Yes. It includes a fall-risk concern field and a follow-up recommendation section so the result is not just a number. That makes it easier to document whether the test suggests additional evaluation, gait support, therapy referral, or safety planning. The clinician notes field can capture the reasoning behind the next step.
What are the most common mistakes when filling out this form?
Common mistakes include leaving out the setting, recording times without noting whether the test was completed without stopping, and failing to document assistive device use. Another frequent issue is writing vague mobility notes that do not explain what was observed. The template is most useful when the fields are filled with specific, observable details.
Can this template be customized for different care settings?
Yes. You can add fields for clinic location, therapist name, diagnosis context, or a standardized mobility scale if your workflow needs it. Keep the form focused on the minimum necessary information and use conditional logic if some follow-up fields only apply when fall risk is flagged. That helps preserve usability and reduces unnecessary data entry.

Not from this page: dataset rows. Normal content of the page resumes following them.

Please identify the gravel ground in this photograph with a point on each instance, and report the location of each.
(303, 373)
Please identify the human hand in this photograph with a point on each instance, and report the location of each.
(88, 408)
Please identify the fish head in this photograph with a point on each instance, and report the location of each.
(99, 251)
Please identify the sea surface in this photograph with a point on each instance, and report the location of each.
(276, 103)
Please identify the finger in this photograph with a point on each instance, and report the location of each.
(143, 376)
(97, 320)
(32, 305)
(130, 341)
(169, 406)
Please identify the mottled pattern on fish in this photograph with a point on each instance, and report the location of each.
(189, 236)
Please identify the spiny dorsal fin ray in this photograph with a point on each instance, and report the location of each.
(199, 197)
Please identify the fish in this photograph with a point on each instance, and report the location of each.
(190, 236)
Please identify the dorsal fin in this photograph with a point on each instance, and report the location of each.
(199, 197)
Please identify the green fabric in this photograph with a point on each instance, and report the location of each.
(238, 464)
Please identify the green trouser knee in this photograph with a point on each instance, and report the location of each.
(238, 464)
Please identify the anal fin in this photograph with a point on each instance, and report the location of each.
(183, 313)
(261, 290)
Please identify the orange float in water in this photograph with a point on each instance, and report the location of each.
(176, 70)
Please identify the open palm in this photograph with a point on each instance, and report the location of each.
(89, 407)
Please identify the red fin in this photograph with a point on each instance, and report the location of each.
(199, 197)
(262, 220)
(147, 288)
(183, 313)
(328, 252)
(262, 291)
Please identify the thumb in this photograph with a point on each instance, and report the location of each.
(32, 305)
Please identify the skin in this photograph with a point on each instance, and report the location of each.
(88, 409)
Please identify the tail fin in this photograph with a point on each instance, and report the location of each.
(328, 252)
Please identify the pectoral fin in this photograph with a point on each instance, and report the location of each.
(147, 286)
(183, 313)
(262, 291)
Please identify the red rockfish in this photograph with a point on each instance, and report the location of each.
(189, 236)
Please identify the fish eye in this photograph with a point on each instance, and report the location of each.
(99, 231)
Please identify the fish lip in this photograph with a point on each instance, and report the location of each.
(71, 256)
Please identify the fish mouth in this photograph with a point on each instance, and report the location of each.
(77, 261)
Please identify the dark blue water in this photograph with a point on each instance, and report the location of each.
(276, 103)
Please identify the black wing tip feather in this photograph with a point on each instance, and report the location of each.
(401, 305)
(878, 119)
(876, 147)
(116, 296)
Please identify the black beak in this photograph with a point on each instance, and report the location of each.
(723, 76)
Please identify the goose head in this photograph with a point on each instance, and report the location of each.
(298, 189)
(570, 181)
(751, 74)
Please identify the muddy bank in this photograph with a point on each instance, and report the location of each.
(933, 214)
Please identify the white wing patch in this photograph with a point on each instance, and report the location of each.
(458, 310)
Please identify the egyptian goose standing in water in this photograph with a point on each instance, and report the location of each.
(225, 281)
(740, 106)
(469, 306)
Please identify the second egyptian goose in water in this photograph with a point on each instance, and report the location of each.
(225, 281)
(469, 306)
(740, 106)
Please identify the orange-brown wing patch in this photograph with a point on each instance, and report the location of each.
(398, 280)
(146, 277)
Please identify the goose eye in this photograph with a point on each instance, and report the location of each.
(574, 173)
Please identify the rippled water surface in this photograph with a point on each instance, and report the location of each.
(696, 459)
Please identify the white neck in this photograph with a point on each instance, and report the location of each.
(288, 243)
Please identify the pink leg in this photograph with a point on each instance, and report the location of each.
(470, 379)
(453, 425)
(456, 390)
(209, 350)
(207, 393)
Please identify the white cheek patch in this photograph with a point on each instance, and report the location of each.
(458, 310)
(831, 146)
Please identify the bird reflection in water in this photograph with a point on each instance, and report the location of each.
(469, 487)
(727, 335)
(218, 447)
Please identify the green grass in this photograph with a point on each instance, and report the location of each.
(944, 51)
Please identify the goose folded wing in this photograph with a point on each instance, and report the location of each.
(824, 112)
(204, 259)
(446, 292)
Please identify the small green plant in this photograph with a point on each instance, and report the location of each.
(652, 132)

How does this compare with documenting the test in free text notes?
Free text notes are flexible, but they make it harder to compare results across visits and can lead to missing key details. This template standardizes the fields that matter most for TUG documentation, including timing, observed difficulty, and follow-up. It also makes review faster because the important data points are in predictable places.
Can this form be used in an EHR or other system?
Yes. The fields map well to structured data entry in an EHR, intake workflow, or clinical form builder. The time fields should use numeric validation, and the date and time fields should use the appropriate picker controls rather than free text. If you integrate it into a larger workflow, keep the submission confirmation clear so staff know what happens after the record is saved.